We have billions of dollars of equipment focused on tracking that rover, and we still lose contact with it sometimes.

we lose contact with the Mars Rover by design. There's a 3 hour window of communication each day. Outside of that window, the rover is on its own.
Billions, really? Excluding the equipment used to send the rover to Mars?
as i mentioned below, some engines already send flight data to satellites. ironically some of these newer engines also have much higher failure rates.

http://www.independent.co.uk/news/business/news/airbus-engin...

http://atwonline.com/engines/final-qantas-a380-engine-failur...

http://www.rolls-royce.com/about/technology/systems_tech/mon...
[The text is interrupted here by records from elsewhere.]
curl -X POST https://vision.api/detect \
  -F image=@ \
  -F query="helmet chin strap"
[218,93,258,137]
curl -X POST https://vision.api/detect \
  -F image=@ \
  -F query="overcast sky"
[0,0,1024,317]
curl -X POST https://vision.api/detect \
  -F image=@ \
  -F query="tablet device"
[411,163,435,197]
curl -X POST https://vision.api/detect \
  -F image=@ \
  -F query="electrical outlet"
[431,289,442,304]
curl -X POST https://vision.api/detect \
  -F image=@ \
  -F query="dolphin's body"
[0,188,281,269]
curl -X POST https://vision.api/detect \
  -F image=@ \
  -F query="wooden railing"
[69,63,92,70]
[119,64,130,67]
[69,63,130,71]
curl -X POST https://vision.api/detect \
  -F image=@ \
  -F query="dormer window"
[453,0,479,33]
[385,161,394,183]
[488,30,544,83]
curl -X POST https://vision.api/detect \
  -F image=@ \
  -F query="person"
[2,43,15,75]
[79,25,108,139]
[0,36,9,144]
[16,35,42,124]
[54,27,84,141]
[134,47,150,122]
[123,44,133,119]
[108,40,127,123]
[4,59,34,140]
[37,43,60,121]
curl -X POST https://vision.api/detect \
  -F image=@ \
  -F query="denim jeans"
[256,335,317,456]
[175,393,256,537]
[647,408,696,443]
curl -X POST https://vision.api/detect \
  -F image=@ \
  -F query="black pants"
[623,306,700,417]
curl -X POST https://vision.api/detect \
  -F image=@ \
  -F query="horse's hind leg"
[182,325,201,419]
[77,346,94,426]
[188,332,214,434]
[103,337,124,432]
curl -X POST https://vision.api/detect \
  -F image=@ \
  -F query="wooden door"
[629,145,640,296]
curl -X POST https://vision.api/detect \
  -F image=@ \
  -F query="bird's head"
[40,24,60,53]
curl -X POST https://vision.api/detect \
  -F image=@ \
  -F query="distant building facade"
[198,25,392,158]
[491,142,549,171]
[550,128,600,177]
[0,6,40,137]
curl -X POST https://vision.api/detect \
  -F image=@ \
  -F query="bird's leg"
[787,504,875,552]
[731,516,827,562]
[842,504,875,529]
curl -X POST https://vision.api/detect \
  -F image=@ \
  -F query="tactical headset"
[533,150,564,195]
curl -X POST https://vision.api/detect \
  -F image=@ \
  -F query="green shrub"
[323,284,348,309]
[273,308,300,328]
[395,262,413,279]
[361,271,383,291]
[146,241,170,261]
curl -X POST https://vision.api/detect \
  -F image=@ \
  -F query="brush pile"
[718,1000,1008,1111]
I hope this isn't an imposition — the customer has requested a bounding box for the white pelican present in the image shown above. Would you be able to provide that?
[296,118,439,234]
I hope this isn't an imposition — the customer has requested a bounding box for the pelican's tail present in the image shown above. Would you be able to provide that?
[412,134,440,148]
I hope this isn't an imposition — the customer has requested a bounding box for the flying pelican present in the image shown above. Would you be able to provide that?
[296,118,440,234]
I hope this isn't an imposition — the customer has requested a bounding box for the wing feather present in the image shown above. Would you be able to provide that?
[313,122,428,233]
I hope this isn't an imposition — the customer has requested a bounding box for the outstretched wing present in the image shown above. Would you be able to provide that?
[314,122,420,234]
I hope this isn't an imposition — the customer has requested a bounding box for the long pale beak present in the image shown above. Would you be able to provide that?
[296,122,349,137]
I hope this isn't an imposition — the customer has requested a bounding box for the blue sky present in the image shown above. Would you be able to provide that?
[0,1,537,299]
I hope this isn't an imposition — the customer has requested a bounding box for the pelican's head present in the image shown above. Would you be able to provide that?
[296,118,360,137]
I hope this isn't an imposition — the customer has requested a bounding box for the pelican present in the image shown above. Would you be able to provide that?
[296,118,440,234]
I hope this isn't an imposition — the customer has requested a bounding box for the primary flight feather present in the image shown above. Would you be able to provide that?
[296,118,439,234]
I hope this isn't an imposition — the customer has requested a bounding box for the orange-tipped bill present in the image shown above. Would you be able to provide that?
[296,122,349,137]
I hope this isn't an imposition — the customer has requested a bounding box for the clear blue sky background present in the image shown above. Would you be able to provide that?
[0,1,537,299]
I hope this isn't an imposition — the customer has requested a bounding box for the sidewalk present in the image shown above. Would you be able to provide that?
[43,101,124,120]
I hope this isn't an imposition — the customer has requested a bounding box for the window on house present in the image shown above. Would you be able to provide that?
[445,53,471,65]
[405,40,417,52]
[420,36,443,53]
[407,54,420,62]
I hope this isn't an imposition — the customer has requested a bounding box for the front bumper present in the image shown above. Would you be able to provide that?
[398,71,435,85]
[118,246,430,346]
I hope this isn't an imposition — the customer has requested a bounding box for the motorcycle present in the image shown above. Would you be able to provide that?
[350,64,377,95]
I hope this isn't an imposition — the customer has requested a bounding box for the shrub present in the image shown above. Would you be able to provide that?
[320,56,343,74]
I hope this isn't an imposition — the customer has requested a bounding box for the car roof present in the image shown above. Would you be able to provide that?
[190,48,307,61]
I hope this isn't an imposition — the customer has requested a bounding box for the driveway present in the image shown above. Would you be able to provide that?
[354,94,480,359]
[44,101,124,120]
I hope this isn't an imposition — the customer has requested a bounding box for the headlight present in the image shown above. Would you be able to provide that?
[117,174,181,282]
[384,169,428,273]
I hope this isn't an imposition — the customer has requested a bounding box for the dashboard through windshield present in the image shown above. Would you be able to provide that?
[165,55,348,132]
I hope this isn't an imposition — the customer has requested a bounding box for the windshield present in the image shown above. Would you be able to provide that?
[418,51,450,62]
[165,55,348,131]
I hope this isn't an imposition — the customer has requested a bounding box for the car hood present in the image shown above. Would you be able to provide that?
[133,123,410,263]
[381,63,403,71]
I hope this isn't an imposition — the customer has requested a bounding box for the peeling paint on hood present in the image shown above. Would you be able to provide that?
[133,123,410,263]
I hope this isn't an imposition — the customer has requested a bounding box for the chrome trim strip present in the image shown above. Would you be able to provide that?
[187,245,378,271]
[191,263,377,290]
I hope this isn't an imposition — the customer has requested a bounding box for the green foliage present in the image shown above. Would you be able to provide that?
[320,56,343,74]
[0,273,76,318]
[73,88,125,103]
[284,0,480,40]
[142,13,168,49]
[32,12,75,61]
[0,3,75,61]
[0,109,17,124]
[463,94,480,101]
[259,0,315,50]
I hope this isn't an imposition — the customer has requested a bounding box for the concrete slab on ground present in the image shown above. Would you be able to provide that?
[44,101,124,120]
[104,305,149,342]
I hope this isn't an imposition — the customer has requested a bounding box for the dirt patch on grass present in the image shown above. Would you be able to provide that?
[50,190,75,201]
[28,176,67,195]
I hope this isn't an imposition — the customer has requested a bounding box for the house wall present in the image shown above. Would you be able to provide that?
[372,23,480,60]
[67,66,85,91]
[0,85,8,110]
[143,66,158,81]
The planes are traveling 8 or 9 miles a minute. If it goes down mostly intact (i.e. not a lot of debris), there's a lot of ocean that you'll need to search. Personally, I'd feel better if the plane simply pinged its location every few seconds to a satellite so rescue teams know immediately where to look. Btw, what's the transmission range of a black box? If it's 10,000 ft down, how close do you have to be to hear it?
> Btw, what's the transmission range of a black box? If it's 10,000 ft down, how close do you have to be to hear it?

Apparently 2-3 kilometers according to [1], which I found in the comments from here [2].

[1] http://www.hydro-international.com/issues/articles/id1098-Ai...

[2] http://www.aticourses.com/blog/index.php/tag/side-scan-sonar...

So, if the plane is traveling at 13 km a minutes and you have a 20 minute window, it's going to take a long time to find it.

Doesn't the technology exist to detect low power signals from a much greater distance? The US military must be able to do it?

The black box pinger isn't really designed to locate a crash site, IIRC, it's to locate the black box within a crash site that could cover several square kilometers.
I'm more surprised that there isn't a single (imagery-related) satellite that would, over the last 24 hours or so, have taken imagery (or been able to be re-assigned to do so) of the area(s) of interest.

If for nothing else than to rule out some areas / possible outcomes... But yeah, very far out of my realm of expertise, though I do hope to finish my PPL fairly soon & am an avid AVHerald & LiveATC follower! :-)

http://www.liveatc.net/forums/

http://www.avherald.com/

You can look at Landsat imagery for some of the search area http://www.geosage.com/Special/Landsat8_Flight370.pdf
> Doesn't the technology exist to detect low power signals from a much greater distance?

The pingers are sonar (well, sonic, but detected with sonar), with all the limitations that implies.

I'm not convinced by your argument. I'm not sure what you mean by 'something catastrophic happens'. 'Something catastrophic' is the result of a certain chain of events. Telemetry data about those events can be sent before they lead to 'something catastrophic' that makes it impossible to send anything further. It is not as if the plane hits a meteor in mid flight and everything suddenly explodes with no prior indication of anything going wrong. And even if that's the case (as being accidentally hit by a missile during training - this happened before) - the lack of telemetry will also tell us something.
I'm not thinking of meteors when I describe a "catastrophic" event. I'm thinking of a fuel tank explosion like TWA Flight 800 or a missile hitting the plane or a bomb in the cargo hold going off or a stress fracture on the fuselage causing an inflight breakup. None of which have been ruled out on the Malaysian flight, I should add.
Those "catastrophic" events represent a tiny percentage of flight crashes, and a black-box wouldn't help to properly diagnose them either. Your argument still doesn't make sense.
There was another snippet from the article which was interesting.

> A recent patent application filed by Boeing describes such a system, which specifies a limited data set including the precise location of the aircraft and the flight control inputs by the pilot or the automation system.

Clearly, Boeing themselves are thinking towards continuous tracking of a flight.

> There was an article on reddit questioning why we can track a rover on Mars but not a commercial airliner on Earth.

We can track any commercial airliner on earth, but not under 5 Km of water.